Dalam laporan kegiatan, Ketua STABN Raden Wijaya menegaskan bahwa pembangunan ini berlandaskan prinsip Buddhis Idappaccayatā Paṭicca Samuppāda, yakni keterkaitan sebab akibat yang saling bergantungan. “Gedung-gedung ini bukan sekadar hasil pembangunan fisik, melainkan buah dari kebijakan yang bijaksana, kerja keras berkelanjutan, serta kebajikan kolektif berbagai pihak,” ujarnya.
Apresiasi disampaikan kepada Menteri Agama atas arah kebijakan dan komitmen penguatan pendidikan keagamaan yang moderat, inklusif, dan berdaya saing.
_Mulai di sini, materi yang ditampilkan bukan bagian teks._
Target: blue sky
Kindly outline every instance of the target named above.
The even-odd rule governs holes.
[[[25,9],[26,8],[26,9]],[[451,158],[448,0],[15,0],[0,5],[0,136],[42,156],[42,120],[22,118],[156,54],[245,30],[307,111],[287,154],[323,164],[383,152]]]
Dukungan strategis juga datang dari Bupati Wonogiri beserta Pemerintah Daerah, khususnya penyediaan lahan pengembangan kampus sebagai fondasi transformasi kelembagaan. Selain itu, penghargaan diberikan kepada Supriadi, Direktur Jenderal Bimbingan Masyarakat Buddha Kementerian Agama RI, atas konsistensi memperjuangkan penguatan kelembagaan dan mutu akademik.
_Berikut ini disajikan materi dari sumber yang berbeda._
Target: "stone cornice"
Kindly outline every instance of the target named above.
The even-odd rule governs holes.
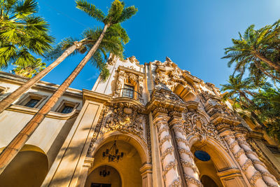
[[[225,123],[232,125],[237,125],[240,124],[240,121],[238,120],[237,117],[230,116],[225,113],[216,113],[210,118],[210,120],[215,125]]]
[[[130,69],[130,68],[127,68],[127,67],[125,67],[119,66],[118,68],[118,71],[120,71],[121,70],[122,70],[122,71],[124,71],[125,72],[133,73],[133,74],[134,74],[136,75],[138,75],[139,76],[141,76],[141,77],[145,77],[146,76],[144,73],[142,73],[142,72],[140,72],[139,71],[136,71],[136,70],[134,70],[134,69]]]
[[[35,115],[39,110],[39,109],[29,108],[24,106],[12,104],[6,109],[6,111],[19,112],[22,113]],[[50,111],[46,116],[49,118],[55,118],[58,120],[68,120],[78,115],[80,112],[79,110],[74,110],[69,113],[62,113],[54,111]]]
[[[217,173],[218,176],[220,177],[220,179],[225,179],[227,178],[232,178],[234,176],[241,177],[241,171],[239,169],[229,169],[225,171],[222,171]]]
[[[104,103],[110,101],[111,99],[112,99],[111,96],[108,96],[107,95],[91,91],[89,90],[83,89],[83,103],[85,103],[86,100],[91,100],[94,102],[99,102],[101,103]]]
[[[29,79],[29,78],[23,77],[18,75],[14,75],[0,71],[0,81],[8,82],[13,84],[21,85],[24,83],[27,82]],[[49,92],[53,92],[58,88],[59,86],[59,85],[40,81],[34,86],[33,86],[32,88]],[[64,95],[81,98],[82,91],[78,89],[69,88],[65,92]]]
[[[155,109],[158,110],[160,108],[164,109],[166,110],[165,113],[167,113],[169,110],[181,112],[186,109],[185,103],[183,102],[160,97],[158,93],[160,93],[162,91],[167,94],[172,94],[172,92],[169,90],[155,89],[152,92],[150,101],[146,105],[148,112]]]
[[[111,96],[108,96],[107,95],[102,94],[99,92],[85,89],[83,90],[83,99],[84,103],[85,102],[86,100],[90,100],[103,103],[105,105],[108,105],[110,104],[117,104],[117,103],[130,103],[139,107],[141,109],[141,111],[143,111],[143,113],[146,113],[145,106],[143,105],[143,104],[141,103],[139,101],[137,101],[134,99],[127,97],[113,98]]]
Tidak hanya pembangunan fisik, STABN Raden Wijaya juga mengembangkan program unggulan berbasis praktik dan kolaborasi DUDI. Sejak 2024, mahasiswa mengikuti magang di instansi pemerintah daerah dan program pengabdian masyarakat bersama sahabat disabilitas.
Pada 2025, mahasiswa menjalani studi independen internasional di Zhunglin University, Taiwan, dengan dukungan beasiswa dari Fo Guang Shan, memasuki awal tahun 2026 kampus menyiapkan program magang perhotelan bintang lima di Taiwan yang bekerjasama dengan PT SGI (Socare Group International) serta magang mengajar satu semester untuk pemenuhan guru Agama Buddha di daerah 3T melalui jejaring Majelis Buddhayana Indonesia dan dukungan YDP-ABI.

Sentra Ekoteologi pada Gedung Manjushri dirancang sebagai pusat kajian dan pembelajaran pelestarian lingkungan, termasuk inovasi daur ulang sampah menjadi energi terbarukan melalui kemitraan dengan inventor mesin pirolisis. Ikonografi Manjushri Bodhisattva pedang (cahaya kebijaksanaan), teratai (welas asih), dan sunyata (kekosongan) menjadi simbol nilai inti kampus Wisdom and Compassion, diperkuat palet warna terinspirasi aura Buddha: kuning, merah, putih, jingga, dan keemasan.
Peresmian ini diharapkan mempercepat penguatan ekosistem pendidikan Buddhis yang berdampak, menghasilkan lulusan berkarakter, kompeten, dan terserap dunia kerja, sekaligus mendorong STABN Raden Wijaya menuju Institut Agama Buddha Negeri yang unggul dan berkelanjutan.